Crop insurance changes are already assisting farmers facing drought

Crop Insurance

Crop Insurance

Dry conditions threaten agricultural yields across the country.

As farmers continue to look to the skies and await the much needed rain that never seems to come, changes to the crop insurance program will now be providing some required assistance.

The U.S. Department of Agriculture will be helping farmers through this time of drought.

This announcement was made by U.S. Senator Bob Casey (D-PA). He explained that “As the drought worsens, it’s imperative that Pennsylvania farmers have every tool at their disposal to cope with the possible damage.” Senator Casey also went on to say that “These commonsense steps will give farmers extra flexibility and assistance to ensure our farms and rural communities are protected from the potential impact of the drought.”

Crop insurance and other help will be provided to these struggling farmers.

The United States Department of Agriculture (USDA) will be taking a number of steps to help farmers to cope with the lack of significant rain. These efforts include the following:

• Federal Crop Insurance Program – in order to assist growers who are now struggling with cash flow as a result of drought and other natural disasters, the USDA is requesting that companies providing crop insurance choose to forgo the interest charges that they would typically add to insurance premiums that have gone unpaid, providing farmers with an additional 30 days – until November 1, 2012 – for the crops to come in the springtime.

The USDA will help further by giving an additional month to crop insurance companies for paying uncollected producer premiums.
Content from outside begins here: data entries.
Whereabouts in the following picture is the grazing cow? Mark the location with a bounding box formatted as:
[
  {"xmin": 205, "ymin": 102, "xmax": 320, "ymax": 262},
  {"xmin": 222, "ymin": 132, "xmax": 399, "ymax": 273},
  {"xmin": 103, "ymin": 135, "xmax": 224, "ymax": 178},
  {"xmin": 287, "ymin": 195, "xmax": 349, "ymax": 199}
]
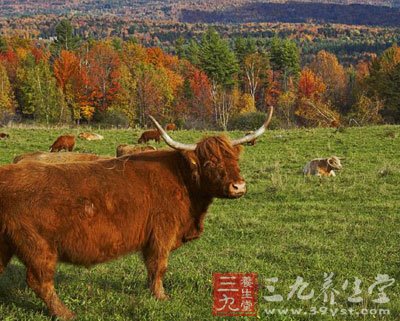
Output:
[
  {"xmin": 117, "ymin": 144, "xmax": 157, "ymax": 157},
  {"xmin": 303, "ymin": 156, "xmax": 342, "ymax": 176},
  {"xmin": 165, "ymin": 123, "xmax": 176, "ymax": 130},
  {"xmin": 78, "ymin": 133, "xmax": 104, "ymax": 140},
  {"xmin": 0, "ymin": 108, "xmax": 273, "ymax": 320},
  {"xmin": 138, "ymin": 129, "xmax": 161, "ymax": 144},
  {"xmin": 0, "ymin": 133, "xmax": 10, "ymax": 139},
  {"xmin": 13, "ymin": 152, "xmax": 111, "ymax": 164},
  {"xmin": 50, "ymin": 135, "xmax": 75, "ymax": 153},
  {"xmin": 330, "ymin": 119, "xmax": 340, "ymax": 128},
  {"xmin": 246, "ymin": 131, "xmax": 257, "ymax": 146}
]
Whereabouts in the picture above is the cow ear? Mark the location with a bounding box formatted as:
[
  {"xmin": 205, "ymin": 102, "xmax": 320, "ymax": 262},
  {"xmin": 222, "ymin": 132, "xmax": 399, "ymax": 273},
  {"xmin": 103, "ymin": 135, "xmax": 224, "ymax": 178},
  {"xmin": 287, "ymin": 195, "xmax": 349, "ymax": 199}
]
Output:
[
  {"xmin": 182, "ymin": 151, "xmax": 200, "ymax": 183},
  {"xmin": 235, "ymin": 145, "xmax": 244, "ymax": 156}
]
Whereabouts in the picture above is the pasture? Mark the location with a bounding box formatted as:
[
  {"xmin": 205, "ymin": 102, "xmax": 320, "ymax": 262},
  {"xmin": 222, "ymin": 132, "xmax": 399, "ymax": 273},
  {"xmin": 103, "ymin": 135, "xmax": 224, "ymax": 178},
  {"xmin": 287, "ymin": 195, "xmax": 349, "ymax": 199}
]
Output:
[{"xmin": 0, "ymin": 126, "xmax": 400, "ymax": 321}]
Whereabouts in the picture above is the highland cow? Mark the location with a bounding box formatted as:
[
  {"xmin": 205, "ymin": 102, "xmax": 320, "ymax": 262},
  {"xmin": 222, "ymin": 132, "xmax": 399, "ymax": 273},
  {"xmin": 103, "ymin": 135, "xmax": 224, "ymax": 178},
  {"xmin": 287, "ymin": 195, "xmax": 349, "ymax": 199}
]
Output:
[
  {"xmin": 50, "ymin": 135, "xmax": 75, "ymax": 153},
  {"xmin": 0, "ymin": 108, "xmax": 272, "ymax": 320}
]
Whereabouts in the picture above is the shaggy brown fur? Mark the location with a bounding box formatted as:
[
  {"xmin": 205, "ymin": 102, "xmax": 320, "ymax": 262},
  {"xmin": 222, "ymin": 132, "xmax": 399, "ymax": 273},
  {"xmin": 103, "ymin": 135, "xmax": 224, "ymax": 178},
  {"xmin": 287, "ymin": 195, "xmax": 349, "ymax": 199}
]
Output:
[
  {"xmin": 117, "ymin": 144, "xmax": 157, "ymax": 157},
  {"xmin": 78, "ymin": 133, "xmax": 104, "ymax": 140},
  {"xmin": 0, "ymin": 137, "xmax": 245, "ymax": 319},
  {"xmin": 138, "ymin": 129, "xmax": 161, "ymax": 144},
  {"xmin": 0, "ymin": 133, "xmax": 10, "ymax": 139},
  {"xmin": 246, "ymin": 132, "xmax": 257, "ymax": 146},
  {"xmin": 165, "ymin": 123, "xmax": 176, "ymax": 130},
  {"xmin": 50, "ymin": 135, "xmax": 75, "ymax": 152},
  {"xmin": 13, "ymin": 152, "xmax": 111, "ymax": 164}
]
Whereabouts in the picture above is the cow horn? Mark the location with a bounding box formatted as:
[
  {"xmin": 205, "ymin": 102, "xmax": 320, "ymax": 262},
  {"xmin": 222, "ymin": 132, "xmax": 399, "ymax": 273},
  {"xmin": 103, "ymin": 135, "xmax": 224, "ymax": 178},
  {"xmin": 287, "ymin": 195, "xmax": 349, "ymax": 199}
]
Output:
[
  {"xmin": 232, "ymin": 106, "xmax": 274, "ymax": 146},
  {"xmin": 149, "ymin": 115, "xmax": 197, "ymax": 150}
]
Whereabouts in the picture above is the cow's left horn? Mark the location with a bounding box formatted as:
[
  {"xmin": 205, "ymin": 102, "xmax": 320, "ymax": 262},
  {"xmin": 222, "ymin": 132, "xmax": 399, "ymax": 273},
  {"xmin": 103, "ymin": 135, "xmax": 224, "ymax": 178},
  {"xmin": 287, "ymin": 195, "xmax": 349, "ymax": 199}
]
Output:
[
  {"xmin": 232, "ymin": 106, "xmax": 274, "ymax": 146},
  {"xmin": 149, "ymin": 115, "xmax": 197, "ymax": 150}
]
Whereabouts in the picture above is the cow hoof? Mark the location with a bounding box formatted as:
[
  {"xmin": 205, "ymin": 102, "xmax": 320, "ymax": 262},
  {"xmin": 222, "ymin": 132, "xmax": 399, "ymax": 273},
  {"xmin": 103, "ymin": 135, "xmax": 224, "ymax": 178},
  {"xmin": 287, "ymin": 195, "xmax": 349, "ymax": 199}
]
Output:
[
  {"xmin": 156, "ymin": 293, "xmax": 170, "ymax": 301},
  {"xmin": 54, "ymin": 309, "xmax": 76, "ymax": 321}
]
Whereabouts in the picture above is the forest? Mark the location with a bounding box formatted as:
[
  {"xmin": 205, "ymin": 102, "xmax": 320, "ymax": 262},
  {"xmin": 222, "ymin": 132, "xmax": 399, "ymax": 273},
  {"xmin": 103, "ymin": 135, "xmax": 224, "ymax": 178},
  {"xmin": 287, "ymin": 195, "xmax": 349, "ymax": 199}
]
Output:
[{"xmin": 0, "ymin": 20, "xmax": 400, "ymax": 130}]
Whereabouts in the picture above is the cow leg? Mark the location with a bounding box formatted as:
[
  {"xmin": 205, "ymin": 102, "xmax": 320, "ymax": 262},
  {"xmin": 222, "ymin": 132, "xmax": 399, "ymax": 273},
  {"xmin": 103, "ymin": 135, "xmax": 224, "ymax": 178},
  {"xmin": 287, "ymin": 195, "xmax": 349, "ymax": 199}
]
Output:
[
  {"xmin": 0, "ymin": 235, "xmax": 14, "ymax": 274},
  {"xmin": 26, "ymin": 252, "xmax": 75, "ymax": 320},
  {"xmin": 12, "ymin": 234, "xmax": 75, "ymax": 320},
  {"xmin": 143, "ymin": 245, "xmax": 169, "ymax": 300}
]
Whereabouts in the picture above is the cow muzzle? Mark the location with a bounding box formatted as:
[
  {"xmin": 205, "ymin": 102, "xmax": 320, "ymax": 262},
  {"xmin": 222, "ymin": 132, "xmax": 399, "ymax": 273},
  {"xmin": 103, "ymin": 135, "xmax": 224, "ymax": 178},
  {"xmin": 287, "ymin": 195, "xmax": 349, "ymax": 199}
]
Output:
[{"xmin": 229, "ymin": 181, "xmax": 246, "ymax": 198}]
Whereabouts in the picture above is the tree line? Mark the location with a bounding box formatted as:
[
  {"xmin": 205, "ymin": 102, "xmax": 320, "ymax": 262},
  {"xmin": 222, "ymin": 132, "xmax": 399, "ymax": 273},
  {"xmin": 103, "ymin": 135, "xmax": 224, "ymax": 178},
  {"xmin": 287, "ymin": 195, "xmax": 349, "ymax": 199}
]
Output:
[{"xmin": 0, "ymin": 20, "xmax": 400, "ymax": 129}]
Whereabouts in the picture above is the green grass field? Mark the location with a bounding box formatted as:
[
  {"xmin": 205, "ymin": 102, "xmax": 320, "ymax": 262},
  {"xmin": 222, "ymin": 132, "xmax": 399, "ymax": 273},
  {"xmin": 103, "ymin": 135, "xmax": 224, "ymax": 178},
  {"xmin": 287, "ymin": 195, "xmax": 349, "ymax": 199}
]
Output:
[{"xmin": 0, "ymin": 126, "xmax": 400, "ymax": 321}]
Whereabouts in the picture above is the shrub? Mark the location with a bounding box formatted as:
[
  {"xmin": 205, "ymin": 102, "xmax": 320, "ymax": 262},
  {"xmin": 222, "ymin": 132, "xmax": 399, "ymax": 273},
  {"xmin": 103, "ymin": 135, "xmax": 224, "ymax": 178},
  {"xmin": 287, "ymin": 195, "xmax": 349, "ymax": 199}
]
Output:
[{"xmin": 228, "ymin": 112, "xmax": 279, "ymax": 131}]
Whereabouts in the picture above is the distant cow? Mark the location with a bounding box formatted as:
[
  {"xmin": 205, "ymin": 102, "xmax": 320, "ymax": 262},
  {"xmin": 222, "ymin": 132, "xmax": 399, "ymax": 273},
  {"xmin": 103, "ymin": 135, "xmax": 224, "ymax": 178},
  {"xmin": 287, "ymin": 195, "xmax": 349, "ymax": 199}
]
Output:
[
  {"xmin": 0, "ymin": 108, "xmax": 272, "ymax": 320},
  {"xmin": 13, "ymin": 152, "xmax": 110, "ymax": 164},
  {"xmin": 78, "ymin": 133, "xmax": 104, "ymax": 140},
  {"xmin": 0, "ymin": 133, "xmax": 10, "ymax": 139},
  {"xmin": 117, "ymin": 144, "xmax": 157, "ymax": 157},
  {"xmin": 50, "ymin": 135, "xmax": 75, "ymax": 152},
  {"xmin": 303, "ymin": 156, "xmax": 342, "ymax": 176},
  {"xmin": 246, "ymin": 131, "xmax": 257, "ymax": 146},
  {"xmin": 138, "ymin": 129, "xmax": 161, "ymax": 144},
  {"xmin": 330, "ymin": 119, "xmax": 340, "ymax": 128},
  {"xmin": 165, "ymin": 123, "xmax": 176, "ymax": 130}
]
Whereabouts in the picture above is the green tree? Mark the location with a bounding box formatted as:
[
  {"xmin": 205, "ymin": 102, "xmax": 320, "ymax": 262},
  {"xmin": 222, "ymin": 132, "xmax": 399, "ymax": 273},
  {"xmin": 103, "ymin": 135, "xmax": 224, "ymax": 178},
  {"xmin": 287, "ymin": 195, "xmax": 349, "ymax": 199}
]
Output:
[
  {"xmin": 364, "ymin": 45, "xmax": 400, "ymax": 123},
  {"xmin": 199, "ymin": 28, "xmax": 238, "ymax": 87},
  {"xmin": 54, "ymin": 19, "xmax": 80, "ymax": 54},
  {"xmin": 270, "ymin": 37, "xmax": 301, "ymax": 91},
  {"xmin": 0, "ymin": 62, "xmax": 15, "ymax": 120},
  {"xmin": 17, "ymin": 57, "xmax": 69, "ymax": 124}
]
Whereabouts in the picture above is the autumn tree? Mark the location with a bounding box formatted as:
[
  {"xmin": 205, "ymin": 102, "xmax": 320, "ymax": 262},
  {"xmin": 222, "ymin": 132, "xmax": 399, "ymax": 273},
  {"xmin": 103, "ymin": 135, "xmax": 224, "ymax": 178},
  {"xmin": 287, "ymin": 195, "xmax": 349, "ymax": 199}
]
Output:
[
  {"xmin": 365, "ymin": 45, "xmax": 400, "ymax": 122},
  {"xmin": 243, "ymin": 53, "xmax": 269, "ymax": 108},
  {"xmin": 53, "ymin": 19, "xmax": 80, "ymax": 54},
  {"xmin": 298, "ymin": 68, "xmax": 326, "ymax": 101},
  {"xmin": 0, "ymin": 62, "xmax": 15, "ymax": 121},
  {"xmin": 17, "ymin": 56, "xmax": 69, "ymax": 124},
  {"xmin": 86, "ymin": 42, "xmax": 120, "ymax": 116},
  {"xmin": 199, "ymin": 28, "xmax": 238, "ymax": 130},
  {"xmin": 270, "ymin": 37, "xmax": 301, "ymax": 91},
  {"xmin": 309, "ymin": 50, "xmax": 347, "ymax": 111},
  {"xmin": 53, "ymin": 50, "xmax": 88, "ymax": 122}
]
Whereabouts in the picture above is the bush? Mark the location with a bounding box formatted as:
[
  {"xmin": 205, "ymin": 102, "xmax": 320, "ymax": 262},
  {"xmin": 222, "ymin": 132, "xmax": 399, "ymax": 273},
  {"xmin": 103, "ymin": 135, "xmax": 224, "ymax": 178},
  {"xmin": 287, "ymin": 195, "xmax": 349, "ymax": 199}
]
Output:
[
  {"xmin": 93, "ymin": 108, "xmax": 129, "ymax": 128},
  {"xmin": 228, "ymin": 111, "xmax": 279, "ymax": 131}
]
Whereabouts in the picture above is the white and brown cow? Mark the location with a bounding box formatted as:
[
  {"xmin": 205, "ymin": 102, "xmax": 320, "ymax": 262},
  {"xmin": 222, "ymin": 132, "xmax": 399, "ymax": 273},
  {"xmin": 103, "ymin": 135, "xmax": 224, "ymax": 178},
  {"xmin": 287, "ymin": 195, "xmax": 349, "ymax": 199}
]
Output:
[{"xmin": 303, "ymin": 156, "xmax": 342, "ymax": 176}]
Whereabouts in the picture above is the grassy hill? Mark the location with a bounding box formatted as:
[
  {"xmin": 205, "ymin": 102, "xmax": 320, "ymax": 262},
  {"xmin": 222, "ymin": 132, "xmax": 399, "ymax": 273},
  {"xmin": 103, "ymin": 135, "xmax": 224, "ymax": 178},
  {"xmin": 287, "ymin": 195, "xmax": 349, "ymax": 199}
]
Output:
[{"xmin": 0, "ymin": 126, "xmax": 400, "ymax": 321}]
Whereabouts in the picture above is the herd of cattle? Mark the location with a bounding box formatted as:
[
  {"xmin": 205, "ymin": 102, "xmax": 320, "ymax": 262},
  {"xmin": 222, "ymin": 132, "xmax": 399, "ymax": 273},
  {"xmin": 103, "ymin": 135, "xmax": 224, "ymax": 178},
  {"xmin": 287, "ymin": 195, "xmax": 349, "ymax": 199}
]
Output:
[{"xmin": 0, "ymin": 108, "xmax": 344, "ymax": 320}]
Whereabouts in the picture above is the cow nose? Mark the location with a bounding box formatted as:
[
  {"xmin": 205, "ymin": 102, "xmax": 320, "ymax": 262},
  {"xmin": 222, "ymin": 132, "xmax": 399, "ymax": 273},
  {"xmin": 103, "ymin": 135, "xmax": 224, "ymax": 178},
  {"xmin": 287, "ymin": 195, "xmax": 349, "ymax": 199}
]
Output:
[{"xmin": 229, "ymin": 181, "xmax": 246, "ymax": 197}]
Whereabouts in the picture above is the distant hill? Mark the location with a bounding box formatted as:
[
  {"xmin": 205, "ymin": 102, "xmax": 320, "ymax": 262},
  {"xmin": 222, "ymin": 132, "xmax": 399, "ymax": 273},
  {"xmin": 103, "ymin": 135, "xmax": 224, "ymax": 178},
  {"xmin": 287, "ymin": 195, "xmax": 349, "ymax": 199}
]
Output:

• Wetlands Reserve Program (WRP) – the USDA will be allowing WRP easement areas to be grazed or hayed in areas affected with drought, provided that these activities are in line with the conservation of the wetlands and wildlife habitats.

• Environmental Quality Initiatives Program (EQIP) – growers will be permitted to alter their EQIP contracts so that their water conservation, livestock watering facilities, prescribed grazing, and other efforts for conservation will work with the current conditions of drought.

• Conservation Reserve Program (CRP) – farmers will be allowed to hay and graze under emergency conditions on CRP lands.

The combination of crop insurance and other relief efforts are already working to ease the pain of the current drought that is causing a struggle to farmers that could otherwise be devastating.